Boehner liked the idea. He contacted the Israeli Ambassador to Washington Ron Dermer. Ron Dermer is known, Karl Rove-like, to be "Bibi's brains." He has been a close political confidant and speechwriter for Netanyahu since 2008 until his appointment to the plum ambassadorship of Israel's closest ally in 2013. Before immigrating to Israel in 1997 he had worked for a time with Republican political consultant Frank Luntz. If either Dermer or Netanyahu had stayed in America, they would today be Republicans in heart and soul. Boehner knew he'd find a sympathetic ear and direct access to the Boss.

The three together planned a stunning Republican congressional protest, all within Constitutional bounds, against a threatened Presidential veto of a bipartisan call for more stringent sanctions on Iran. Bibi Netanyahu was a master of the Speaker's rostrum. Back in 2011 Boehner, then in grudging cooperation with the White House, had extended a similar invitation to Netanyahu, and Bibi was treated to energetic support from those seated in the House chamber. In fact, this would be the third time Bibi addressed Congress, an honor granted only Winston Churchill, one of Netanyahu's heroes.
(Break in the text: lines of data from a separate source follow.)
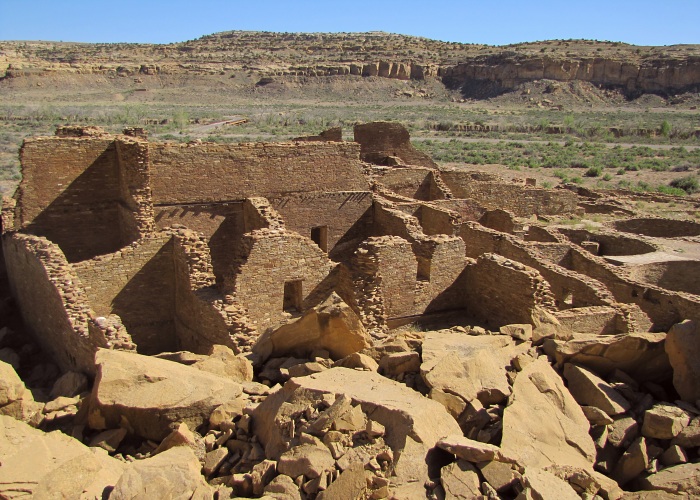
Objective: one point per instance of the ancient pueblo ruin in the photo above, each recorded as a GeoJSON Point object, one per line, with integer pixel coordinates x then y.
{"type": "Point", "coordinates": [330, 319]}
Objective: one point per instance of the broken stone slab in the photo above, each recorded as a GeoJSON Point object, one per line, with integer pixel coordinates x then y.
{"type": "Point", "coordinates": [413, 423]}
{"type": "Point", "coordinates": [543, 424]}
{"type": "Point", "coordinates": [175, 473]}
{"type": "Point", "coordinates": [357, 360]}
{"type": "Point", "coordinates": [460, 479]}
{"type": "Point", "coordinates": [307, 459]}
{"type": "Point", "coordinates": [332, 326]}
{"type": "Point", "coordinates": [664, 421]}
{"type": "Point", "coordinates": [470, 450]}
{"type": "Point", "coordinates": [470, 367]}
{"type": "Point", "coordinates": [11, 386]}
{"type": "Point", "coordinates": [689, 437]}
{"type": "Point", "coordinates": [150, 397]}
{"type": "Point", "coordinates": [69, 384]}
{"type": "Point", "coordinates": [623, 431]}
{"type": "Point", "coordinates": [641, 355]}
{"type": "Point", "coordinates": [679, 480]}
{"type": "Point", "coordinates": [222, 361]}
{"type": "Point", "coordinates": [539, 483]}
{"type": "Point", "coordinates": [683, 349]}
{"type": "Point", "coordinates": [351, 483]}
{"type": "Point", "coordinates": [51, 465]}
{"type": "Point", "coordinates": [518, 331]}
{"type": "Point", "coordinates": [632, 463]}
{"type": "Point", "coordinates": [395, 364]}
{"type": "Point", "coordinates": [589, 389]}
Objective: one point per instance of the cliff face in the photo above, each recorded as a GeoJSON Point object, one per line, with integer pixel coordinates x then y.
{"type": "Point", "coordinates": [636, 69]}
{"type": "Point", "coordinates": [652, 75]}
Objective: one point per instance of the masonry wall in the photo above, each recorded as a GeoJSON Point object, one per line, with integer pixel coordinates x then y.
{"type": "Point", "coordinates": [345, 215]}
{"type": "Point", "coordinates": [664, 308]}
{"type": "Point", "coordinates": [411, 182]}
{"type": "Point", "coordinates": [138, 284]}
{"type": "Point", "coordinates": [204, 173]}
{"type": "Point", "coordinates": [70, 193]}
{"type": "Point", "coordinates": [53, 306]}
{"type": "Point", "coordinates": [520, 200]}
{"type": "Point", "coordinates": [273, 258]}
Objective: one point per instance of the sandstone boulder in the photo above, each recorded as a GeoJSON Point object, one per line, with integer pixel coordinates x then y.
{"type": "Point", "coordinates": [664, 421]}
{"type": "Point", "coordinates": [151, 397]}
{"type": "Point", "coordinates": [222, 361]}
{"type": "Point", "coordinates": [467, 366]}
{"type": "Point", "coordinates": [544, 425]}
{"type": "Point", "coordinates": [413, 424]}
{"type": "Point", "coordinates": [683, 349]}
{"type": "Point", "coordinates": [174, 474]}
{"type": "Point", "coordinates": [589, 389]}
{"type": "Point", "coordinates": [681, 480]}
{"type": "Point", "coordinates": [641, 355]}
{"type": "Point", "coordinates": [51, 465]}
{"type": "Point", "coordinates": [332, 326]}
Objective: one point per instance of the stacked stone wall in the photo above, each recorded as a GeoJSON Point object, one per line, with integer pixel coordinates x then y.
{"type": "Point", "coordinates": [138, 284]}
{"type": "Point", "coordinates": [70, 193]}
{"type": "Point", "coordinates": [205, 173]}
{"type": "Point", "coordinates": [520, 200]}
{"type": "Point", "coordinates": [53, 305]}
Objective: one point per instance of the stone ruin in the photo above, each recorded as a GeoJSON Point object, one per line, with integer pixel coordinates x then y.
{"type": "Point", "coordinates": [167, 281]}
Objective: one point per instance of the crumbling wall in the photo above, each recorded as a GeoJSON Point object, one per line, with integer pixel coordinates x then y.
{"type": "Point", "coordinates": [677, 275]}
{"type": "Point", "coordinates": [413, 182]}
{"type": "Point", "coordinates": [70, 193]}
{"type": "Point", "coordinates": [520, 200]}
{"type": "Point", "coordinates": [138, 284]}
{"type": "Point", "coordinates": [379, 140]}
{"type": "Point", "coordinates": [499, 291]}
{"type": "Point", "coordinates": [205, 173]}
{"type": "Point", "coordinates": [664, 308]}
{"type": "Point", "coordinates": [437, 219]}
{"type": "Point", "coordinates": [330, 219]}
{"type": "Point", "coordinates": [609, 243]}
{"type": "Point", "coordinates": [278, 270]}
{"type": "Point", "coordinates": [53, 305]}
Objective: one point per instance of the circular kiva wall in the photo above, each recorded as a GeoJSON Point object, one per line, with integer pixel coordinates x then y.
{"type": "Point", "coordinates": [676, 275]}
{"type": "Point", "coordinates": [661, 228]}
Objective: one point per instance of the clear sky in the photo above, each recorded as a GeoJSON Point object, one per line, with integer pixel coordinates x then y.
{"type": "Point", "coordinates": [641, 22]}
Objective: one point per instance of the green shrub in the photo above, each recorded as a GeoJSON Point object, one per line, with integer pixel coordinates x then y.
{"type": "Point", "coordinates": [594, 172]}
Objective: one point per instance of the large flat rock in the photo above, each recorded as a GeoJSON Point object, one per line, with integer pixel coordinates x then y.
{"type": "Point", "coordinates": [544, 425]}
{"type": "Point", "coordinates": [468, 366]}
{"type": "Point", "coordinates": [151, 396]}
{"type": "Point", "coordinates": [51, 465]}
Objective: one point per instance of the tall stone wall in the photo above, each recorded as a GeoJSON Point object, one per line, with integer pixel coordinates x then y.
{"type": "Point", "coordinates": [204, 173]}
{"type": "Point", "coordinates": [379, 140]}
{"type": "Point", "coordinates": [277, 263]}
{"type": "Point", "coordinates": [138, 284]}
{"type": "Point", "coordinates": [70, 193]}
{"type": "Point", "coordinates": [53, 305]}
{"type": "Point", "coordinates": [499, 291]}
{"type": "Point", "coordinates": [519, 200]}
{"type": "Point", "coordinates": [343, 216]}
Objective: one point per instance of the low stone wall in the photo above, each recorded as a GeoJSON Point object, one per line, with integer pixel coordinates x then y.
{"type": "Point", "coordinates": [663, 228]}
{"type": "Point", "coordinates": [521, 201]}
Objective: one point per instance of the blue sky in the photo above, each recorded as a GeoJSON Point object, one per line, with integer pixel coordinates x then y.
{"type": "Point", "coordinates": [640, 22]}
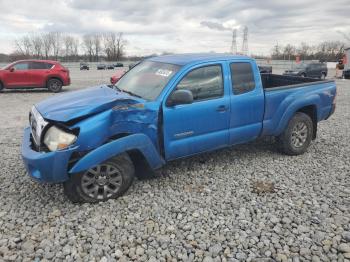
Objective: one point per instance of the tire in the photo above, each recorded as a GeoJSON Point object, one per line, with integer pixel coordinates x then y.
{"type": "Point", "coordinates": [54, 85]}
{"type": "Point", "coordinates": [297, 136]}
{"type": "Point", "coordinates": [115, 174]}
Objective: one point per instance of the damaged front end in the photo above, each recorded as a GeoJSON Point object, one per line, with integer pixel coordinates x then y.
{"type": "Point", "coordinates": [105, 130]}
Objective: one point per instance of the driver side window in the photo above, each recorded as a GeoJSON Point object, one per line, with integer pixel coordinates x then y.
{"type": "Point", "coordinates": [204, 83]}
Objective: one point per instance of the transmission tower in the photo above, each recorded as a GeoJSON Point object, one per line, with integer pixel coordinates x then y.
{"type": "Point", "coordinates": [245, 41]}
{"type": "Point", "coordinates": [234, 42]}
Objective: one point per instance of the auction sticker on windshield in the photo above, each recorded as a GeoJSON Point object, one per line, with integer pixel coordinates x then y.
{"type": "Point", "coordinates": [163, 72]}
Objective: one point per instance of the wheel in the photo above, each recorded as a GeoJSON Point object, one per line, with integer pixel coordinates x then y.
{"type": "Point", "coordinates": [109, 179]}
{"type": "Point", "coordinates": [54, 85]}
{"type": "Point", "coordinates": [297, 137]}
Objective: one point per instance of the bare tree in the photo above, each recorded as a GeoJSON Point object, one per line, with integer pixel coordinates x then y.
{"type": "Point", "coordinates": [56, 43]}
{"type": "Point", "coordinates": [120, 46]}
{"type": "Point", "coordinates": [276, 52]}
{"type": "Point", "coordinates": [304, 50]}
{"type": "Point", "coordinates": [289, 51]}
{"type": "Point", "coordinates": [96, 40]}
{"type": "Point", "coordinates": [109, 45]}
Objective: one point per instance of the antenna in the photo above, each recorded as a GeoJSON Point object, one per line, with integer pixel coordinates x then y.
{"type": "Point", "coordinates": [245, 41]}
{"type": "Point", "coordinates": [234, 42]}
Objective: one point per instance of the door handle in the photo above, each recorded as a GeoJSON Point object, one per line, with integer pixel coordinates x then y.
{"type": "Point", "coordinates": [221, 108]}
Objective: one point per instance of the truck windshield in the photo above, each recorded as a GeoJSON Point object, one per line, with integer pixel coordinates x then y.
{"type": "Point", "coordinates": [147, 79]}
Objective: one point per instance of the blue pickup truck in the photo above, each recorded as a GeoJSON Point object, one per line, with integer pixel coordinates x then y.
{"type": "Point", "coordinates": [96, 140]}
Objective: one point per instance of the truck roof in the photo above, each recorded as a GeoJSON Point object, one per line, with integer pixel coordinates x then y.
{"type": "Point", "coordinates": [184, 59]}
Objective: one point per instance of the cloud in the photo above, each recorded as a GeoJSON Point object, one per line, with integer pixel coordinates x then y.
{"type": "Point", "coordinates": [180, 26]}
{"type": "Point", "coordinates": [214, 25]}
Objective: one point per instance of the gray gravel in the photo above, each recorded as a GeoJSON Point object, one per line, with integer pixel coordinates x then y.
{"type": "Point", "coordinates": [200, 209]}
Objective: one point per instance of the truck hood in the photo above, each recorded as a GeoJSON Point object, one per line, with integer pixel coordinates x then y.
{"type": "Point", "coordinates": [72, 105]}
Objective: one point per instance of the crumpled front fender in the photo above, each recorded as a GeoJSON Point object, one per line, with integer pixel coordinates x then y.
{"type": "Point", "coordinates": [139, 142]}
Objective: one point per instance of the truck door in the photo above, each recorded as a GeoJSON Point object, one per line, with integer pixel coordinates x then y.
{"type": "Point", "coordinates": [247, 102]}
{"type": "Point", "coordinates": [203, 124]}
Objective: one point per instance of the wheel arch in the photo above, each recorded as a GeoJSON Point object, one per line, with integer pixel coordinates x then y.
{"type": "Point", "coordinates": [138, 146]}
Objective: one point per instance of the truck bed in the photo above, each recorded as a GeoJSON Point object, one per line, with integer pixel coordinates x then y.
{"type": "Point", "coordinates": [284, 95]}
{"type": "Point", "coordinates": [272, 81]}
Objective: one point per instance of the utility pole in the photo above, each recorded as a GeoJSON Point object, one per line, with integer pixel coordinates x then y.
{"type": "Point", "coordinates": [234, 42]}
{"type": "Point", "coordinates": [245, 41]}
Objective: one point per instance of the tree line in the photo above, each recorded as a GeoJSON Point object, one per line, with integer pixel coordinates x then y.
{"type": "Point", "coordinates": [330, 51]}
{"type": "Point", "coordinates": [92, 47]}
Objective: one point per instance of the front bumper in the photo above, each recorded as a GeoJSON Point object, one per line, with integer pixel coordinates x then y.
{"type": "Point", "coordinates": [46, 167]}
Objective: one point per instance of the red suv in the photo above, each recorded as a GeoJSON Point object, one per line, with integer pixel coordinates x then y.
{"type": "Point", "coordinates": [34, 73]}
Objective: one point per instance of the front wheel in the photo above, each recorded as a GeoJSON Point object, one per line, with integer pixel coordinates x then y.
{"type": "Point", "coordinates": [297, 137]}
{"type": "Point", "coordinates": [107, 180]}
{"type": "Point", "coordinates": [54, 85]}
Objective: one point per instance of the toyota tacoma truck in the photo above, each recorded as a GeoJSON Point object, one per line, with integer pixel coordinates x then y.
{"type": "Point", "coordinates": [96, 140]}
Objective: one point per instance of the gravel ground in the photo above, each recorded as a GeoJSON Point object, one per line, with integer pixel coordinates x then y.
{"type": "Point", "coordinates": [201, 209]}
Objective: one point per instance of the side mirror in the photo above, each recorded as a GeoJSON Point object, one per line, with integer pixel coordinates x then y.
{"type": "Point", "coordinates": [180, 97]}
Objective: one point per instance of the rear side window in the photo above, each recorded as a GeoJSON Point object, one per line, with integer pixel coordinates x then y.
{"type": "Point", "coordinates": [21, 66]}
{"type": "Point", "coordinates": [204, 83]}
{"type": "Point", "coordinates": [242, 78]}
{"type": "Point", "coordinates": [40, 65]}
For Netanyahu, the added benefit of appearing on domestic wall-to-wall media coverage of his "historic mission" to Washington just 2 weeks before an Israeli election was irresistible. Bibi has portrayed his principal political adversary Yizhak (Buji) Herzog as a weak-on-security neophyte and a bumbling amateur. On the other hand, Netanyahu imagines himself a cunningly wise leader, the absolutely right man for these dangerous times.

For creating a fashla, this was a perfect storm.

The too clever by half masterstroke, once it was finally revealed to the unsuspecting White House and the Democratic leadership less than 48 hours after the State of the Union speech, quickly turned into a classic fashla. No amount of spin or fudging the facts of the invitation would turn it around. Within a week of the announcement, bipartisan support for tougher sanctions against Iran - the very mission which Netanyahu had intended to reinforce - crumbled apart. Democrats had to choose between their President and the Prime Minister of Israel. It was an easy call.

Two weeks after the announcement, Democratic Minority Leader Nancy Pelosi was hinting at a wholesale defection of dozens of Democratic congressman from the audience. Vice President Joe Biden, who has missed only one joint session designed to host an invited foreign leader, announced suddenly he would be out of town that day. The image of a half-filled chamber, with Republican Senator and President pro tempore Orrin Hatch sitting in the left chair, will not make for a rousing moment reminiscent of Bibi's prior appearances.

In classic fashla fashion, the masterstroke has completely backfired. Iran has disappeared from the discussion, and instead the only discussion is the worsening relations between Netanyahu, Obama, the Democrats, and even American Jews, who view the entire matter with growing concern.

So there you go - a first-class, high-drama fashla.

And thus concludes today's lesson in Israeli slang.